Od razu zacznę od banału: skarpetki od Many Mornings są piękne!
Pierwszą parę dostałem w grudniu od znajomego, to właśnie Maciek odkrył przede mną firmę spod Łodzi zajmującą się skarpetkami.
"Many Mornings powstało i działa w Aleksandrowie Łódzkim, polskim
“Skarpetkowie”, miejscu gdzie od ponad 100 lat wytwarzane są skarpetki i
gdzie przemysł włókienniczy ma korzenie w prawie każdej rodzinie.
Wzbogaceni rzemieślniczą tradycją, tworzymy nową jakość. Wspieramy
lokalność – produkujemy nasze skarpety w rodzinnym przedsiębiorstwie z
25 letnim doświadczeniem. Pragnienie ekscytujących wzorów
i najświeższych kolorów to fundamenty Many Mornings."
(cytat z oficjalnej strony Many Mornings)
W tej firmie podoba mi się przede wszystkim to, że jest polska i lokalna ( tak jak łódzka firma Pan Tu Nie Stał). Na początku lutego postanowiłem zaryzykować i samemu zamówić przez sklep On-line wypatrzoną parę niebieskich soxów w polskie kwiaty.
Nie musiałem długo czekać.
Dotarły ładnie zapakowane. W środku była mała kartka z podziękowaniem i skarpetki, które na żywo są jeszcze piękniejsze, niż na stronie internetowej.

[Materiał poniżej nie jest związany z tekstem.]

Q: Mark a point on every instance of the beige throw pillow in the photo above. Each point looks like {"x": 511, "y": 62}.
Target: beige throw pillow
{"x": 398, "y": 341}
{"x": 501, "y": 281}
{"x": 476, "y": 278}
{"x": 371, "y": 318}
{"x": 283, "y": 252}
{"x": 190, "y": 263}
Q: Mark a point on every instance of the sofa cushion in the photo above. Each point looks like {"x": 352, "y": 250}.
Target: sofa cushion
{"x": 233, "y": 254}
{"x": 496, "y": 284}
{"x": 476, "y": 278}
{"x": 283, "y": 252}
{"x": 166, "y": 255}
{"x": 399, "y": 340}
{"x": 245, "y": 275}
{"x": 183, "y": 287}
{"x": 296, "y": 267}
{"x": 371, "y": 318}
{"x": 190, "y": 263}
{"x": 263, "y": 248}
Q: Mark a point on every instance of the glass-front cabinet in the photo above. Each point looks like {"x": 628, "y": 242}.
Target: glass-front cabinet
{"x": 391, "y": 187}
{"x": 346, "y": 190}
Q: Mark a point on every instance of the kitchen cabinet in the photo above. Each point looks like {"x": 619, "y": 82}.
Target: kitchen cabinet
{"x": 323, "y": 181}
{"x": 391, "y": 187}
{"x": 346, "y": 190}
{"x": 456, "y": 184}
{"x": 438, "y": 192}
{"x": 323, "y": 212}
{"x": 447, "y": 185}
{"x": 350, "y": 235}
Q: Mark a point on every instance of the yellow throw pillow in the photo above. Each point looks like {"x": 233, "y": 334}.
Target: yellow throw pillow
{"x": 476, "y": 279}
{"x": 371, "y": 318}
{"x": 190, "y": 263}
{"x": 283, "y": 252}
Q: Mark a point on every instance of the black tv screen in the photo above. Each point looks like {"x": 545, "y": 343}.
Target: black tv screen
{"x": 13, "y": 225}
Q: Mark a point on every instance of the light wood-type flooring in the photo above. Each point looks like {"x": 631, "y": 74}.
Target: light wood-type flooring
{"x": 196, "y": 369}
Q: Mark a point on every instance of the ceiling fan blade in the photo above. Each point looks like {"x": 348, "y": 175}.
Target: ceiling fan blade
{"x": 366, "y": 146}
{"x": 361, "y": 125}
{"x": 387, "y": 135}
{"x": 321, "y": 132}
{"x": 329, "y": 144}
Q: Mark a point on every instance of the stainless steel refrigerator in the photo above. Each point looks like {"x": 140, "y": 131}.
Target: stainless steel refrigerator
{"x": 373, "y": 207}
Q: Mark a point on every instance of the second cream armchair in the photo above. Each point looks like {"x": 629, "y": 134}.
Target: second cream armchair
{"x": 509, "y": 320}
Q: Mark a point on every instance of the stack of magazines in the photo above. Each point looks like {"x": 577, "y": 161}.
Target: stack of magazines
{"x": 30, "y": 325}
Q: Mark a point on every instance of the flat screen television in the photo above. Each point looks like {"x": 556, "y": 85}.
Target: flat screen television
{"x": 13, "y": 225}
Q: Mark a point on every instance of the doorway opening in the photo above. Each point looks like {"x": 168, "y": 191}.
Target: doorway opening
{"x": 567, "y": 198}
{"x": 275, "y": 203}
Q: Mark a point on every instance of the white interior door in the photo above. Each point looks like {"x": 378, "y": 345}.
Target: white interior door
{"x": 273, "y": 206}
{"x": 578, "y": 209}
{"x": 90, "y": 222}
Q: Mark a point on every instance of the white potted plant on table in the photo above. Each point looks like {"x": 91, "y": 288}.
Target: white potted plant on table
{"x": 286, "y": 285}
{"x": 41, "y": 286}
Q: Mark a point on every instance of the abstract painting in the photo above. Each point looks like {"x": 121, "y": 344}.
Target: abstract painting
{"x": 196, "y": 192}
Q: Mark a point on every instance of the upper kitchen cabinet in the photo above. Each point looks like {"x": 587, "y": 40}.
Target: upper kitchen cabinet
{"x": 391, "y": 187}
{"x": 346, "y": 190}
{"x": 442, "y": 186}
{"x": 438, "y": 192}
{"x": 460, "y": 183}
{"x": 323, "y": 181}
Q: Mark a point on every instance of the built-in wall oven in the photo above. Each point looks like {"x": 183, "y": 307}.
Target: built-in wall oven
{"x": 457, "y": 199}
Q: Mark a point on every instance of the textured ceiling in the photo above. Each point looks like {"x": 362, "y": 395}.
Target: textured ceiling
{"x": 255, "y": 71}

Od razu sprawdziłem skład: 80% bawełny, 17% poliamidu i 3% elastanu. Doskonała i naturalna mieszanka.
Muszę się kiedyś zebrać w sobie i pokazać Wam ile mam już wzorzystych i kolorowych skarpetek. To moja mała nieznana pasja, by kolekcjonować unikaty i potem je dumnie nosić.
Kto lubi kolorowe skarpetki powinien mieć chociaż jedną parę od Many Mornings.
Warto śledzić ich Fanpage na Facebooku, bo czasami pojawiają się kody do zniżki: z takiego właśnie kodu wintersale skorzystałem.